The 48-year-old’s family have given a rare insight into the actor’s early life, revealing how he overcame nasty taunts at school, dodgy haircuts and even getting trapped in a treasure chest to play Tyrion Lannister in the hit TV show.
In a world exclusive sit-down chat with The Sun Online at his childhood home in Morristown, New Jersey, family and friends told how he was treated like a “novelty” at school after being diagnosed with achondroplasia – a common form of dwarfism.
Standing at just 4ft 5in, he is the only dwarf in his family, but mum Diane said he was always determined his disability would not affect him.

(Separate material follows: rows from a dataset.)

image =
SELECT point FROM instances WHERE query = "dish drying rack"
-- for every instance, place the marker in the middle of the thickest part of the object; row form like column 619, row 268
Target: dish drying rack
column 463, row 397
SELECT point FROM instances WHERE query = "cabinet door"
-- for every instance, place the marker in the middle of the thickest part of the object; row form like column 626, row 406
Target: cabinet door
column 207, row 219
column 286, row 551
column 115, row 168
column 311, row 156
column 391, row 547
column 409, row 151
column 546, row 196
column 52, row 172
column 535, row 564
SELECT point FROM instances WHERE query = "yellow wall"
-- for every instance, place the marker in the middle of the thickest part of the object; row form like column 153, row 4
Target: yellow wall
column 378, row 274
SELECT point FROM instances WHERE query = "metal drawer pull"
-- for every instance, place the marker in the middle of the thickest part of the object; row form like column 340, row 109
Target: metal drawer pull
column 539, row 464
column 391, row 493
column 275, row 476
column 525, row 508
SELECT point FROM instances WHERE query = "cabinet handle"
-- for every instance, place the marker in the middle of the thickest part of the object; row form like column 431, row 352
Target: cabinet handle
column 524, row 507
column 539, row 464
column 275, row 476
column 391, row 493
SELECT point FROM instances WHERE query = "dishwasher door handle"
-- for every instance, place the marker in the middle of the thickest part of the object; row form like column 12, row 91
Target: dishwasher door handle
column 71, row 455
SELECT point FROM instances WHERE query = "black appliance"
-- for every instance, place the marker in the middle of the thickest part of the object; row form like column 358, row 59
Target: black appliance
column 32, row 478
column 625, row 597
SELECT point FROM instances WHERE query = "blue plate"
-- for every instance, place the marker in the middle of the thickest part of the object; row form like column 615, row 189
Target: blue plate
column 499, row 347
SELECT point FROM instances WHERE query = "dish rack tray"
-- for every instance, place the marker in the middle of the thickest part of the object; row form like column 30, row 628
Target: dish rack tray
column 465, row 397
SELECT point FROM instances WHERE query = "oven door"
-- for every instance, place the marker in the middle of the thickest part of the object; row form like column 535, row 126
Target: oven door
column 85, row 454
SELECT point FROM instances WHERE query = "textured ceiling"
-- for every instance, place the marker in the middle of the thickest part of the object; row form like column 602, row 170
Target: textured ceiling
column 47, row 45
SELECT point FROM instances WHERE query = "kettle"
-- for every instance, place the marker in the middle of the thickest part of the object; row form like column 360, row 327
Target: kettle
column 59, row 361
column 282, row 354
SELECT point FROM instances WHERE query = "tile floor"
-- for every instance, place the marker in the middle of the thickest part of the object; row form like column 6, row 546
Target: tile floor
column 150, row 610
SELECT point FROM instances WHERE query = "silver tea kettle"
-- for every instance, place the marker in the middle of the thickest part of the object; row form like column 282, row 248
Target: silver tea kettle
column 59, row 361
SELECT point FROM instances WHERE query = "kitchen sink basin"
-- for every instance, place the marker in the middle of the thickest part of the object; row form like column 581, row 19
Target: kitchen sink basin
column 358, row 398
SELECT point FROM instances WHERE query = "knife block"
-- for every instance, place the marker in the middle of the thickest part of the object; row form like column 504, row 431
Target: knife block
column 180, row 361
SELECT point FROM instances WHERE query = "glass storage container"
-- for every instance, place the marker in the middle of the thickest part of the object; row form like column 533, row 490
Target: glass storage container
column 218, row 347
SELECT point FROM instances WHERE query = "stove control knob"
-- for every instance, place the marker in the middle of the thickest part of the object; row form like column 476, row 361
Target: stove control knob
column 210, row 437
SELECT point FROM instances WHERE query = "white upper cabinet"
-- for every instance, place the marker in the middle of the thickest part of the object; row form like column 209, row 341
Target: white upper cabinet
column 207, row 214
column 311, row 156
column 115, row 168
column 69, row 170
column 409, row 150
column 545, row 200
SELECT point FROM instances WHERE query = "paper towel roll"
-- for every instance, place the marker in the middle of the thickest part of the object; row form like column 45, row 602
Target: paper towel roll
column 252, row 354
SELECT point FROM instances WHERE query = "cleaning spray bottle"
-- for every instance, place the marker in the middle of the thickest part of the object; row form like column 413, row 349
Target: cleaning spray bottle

But despite his positive attitude he had a hellish time with doctors as a child and was actually stretched in a bizarre attempt to cure his condition.
The former music teacher said: “When I gave birth to him I knew something was wrong, but I didn’t know what. The doctor was unsure if Peter was a dwarf.
“It would have been better if he’d said he was, because I was always wondering about it.
“They used to stretch out his little arms and legs like a Stretch Armstrong doll.”
Before he was old enough to walk, Peter was diagnosed with the genetic disorder where the arms and legs are shorter, but the torso is of average length.
Diane, 74, said: “There was no internet then, so we didn’t know much about the condition.
“I only knew dwarves to be in circuses and The Wizard of Oz movie.
“We went to the top geneticists in the country, and he had an operation on his legs, they were bowed and had to be straightened out.”
She told how they had to be creative at the family home to suit Peter’s needs – such as letting him climb up on to the kitchen counter to reach boxes of cereal with a pair of kitchen tongs.
Despite his diminutive stature Peter thrived at school and “never complained about kids teasing him”.
Diane Lopez, his former drama teacher at Delbarton – an all-male Roman Catholic school in Morristown – praised the way he dealt with people making fun of his height.
She said: “Peter always had extreme presence, right from the get-go.
“He was confident and hung around with a tight-knit group, but I don’t think it was easy for him.
“I think maybe some children saw him as a novelty, and I remember one of the teachers saying he should ‘get to know and hang out with other little people.’
“I’m glad he didn’t listen to that … he wanted to be recognised for his own worth.
“Kids say stupid things, they don’t mean to, but it can really hit the core. I don’t think he showed it bothered him, he covered it well. I never saw him upset.”
Incredible photos from Peter’s official yearbooks in 1986 and 1987 show him horsing about with pals, performing a version of the Miami Vice theme song and showcasing a rather lustrous mullet haircut.
Peter went from strength to strength with his acting, playing the lead in his school production of The Velveteen Rabbit and going on to study drama at Bennington College.
He later moved to New York, living off friends’ sofas because he had so little money, before managing to launch his own theatre company with a friend.
He refused to play “demeaning roles” like elves and leprechauns and paved the way for other smaller actors to succeed in Hollywood.
Although he endured hard times, brother Jonathan said he would only take on the right roles in productions and movies – grittier characters with more emotional depth.
He said: “Dwarf roles have always been typically exploitative. Peter was the guy who knocked that down forever, he was a trailblazer.”
Their dad John, a violinist, passed away from cancer early on in his son’s career, but not before he got the chance to tell him how “incredibly proud” he was of his achievements.
Recalling the moment his mum found out Peter had been cast in Games of Thrones, she said: “Peter didn’t even have to audition, he was the first one they cast.
“It’s so well-written. I know the torture scenes aren’t real, but I have to leave the room when they’re on.”
But fame has not been easy for Peter, who has two young children with his wife, theatre director Erica Schmidt.
They choose to raise their children out of the limelight, dividing their time between New York and rural Ireland.
His mum said he “doesn’t like fame at all” but attracts adoration wherever he goes.
“Peter says he doesn’t want to be the poster boy for every small person in the world, but he is.”